Oh you buyers are being very coy, aren’t you.
Go ahead – be very picky and patient these days about the homes for sale. Keep chuckling to yourself about how the inventory is fat and heavy with OPTs and prices seem to have nowhere to go but down.
Enjoy it while it lasts. It won’t be long.
Jerome Powell’s last day is May 15, 2026, and Trump will be riding him all the way to the end. The new Fed chief will be named in advance, and the bond market will probably get ahead of it too because Trump will be bellowing about how he can’t wait to drop rates back to 1%.
They don’t care about the amount of the federal debt amount – it’s the payments that are burdensome. Once the rates go down – boom, problem solved and Trump ends up being the hero who saved the federal budget.
And the housing market.
All we need is to get mortgage rates down into the 5s. Trump’s new guy should have those in place easily by the end of May, and – dare I say it – we could have mortgage rates between 4% to 5% as soon as next summer!! Wahoo!
There will still be a flood of inventory, but at least more buyers might step up.
Frenzy 2026, here we come!
This might keep the plates spinning at first. But, Trump was just given the green light by the Supreme Court to lay off gov workers. This along with much less money funneling through NGOs will make it hard to maintain sales numbers even with lower rates.
Hopefully Trump starts funding business startups to counteract the government headcount drops.
Yes there are two other caveats about much-lower rates:
1. Buyers may not lose their minds this time like they did during the pandemic.

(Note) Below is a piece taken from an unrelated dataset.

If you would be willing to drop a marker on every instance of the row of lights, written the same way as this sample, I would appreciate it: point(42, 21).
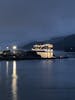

2. Flood of inventory could/will temper the euphoria.
Fed drops rates to 1% there’s a better than likely chance the long-term rates rise.
Can I live in my frenzy fantasy for just a little longer….. 😆
The orange menace may get his new lackey to push rates down, but other than the forced overnight trade, no one will buy sub-inflation bonds.
who is lining up to buy mortgage backed bonds at 3%?
Agree and I’d settle for 4.5% mortgage rates.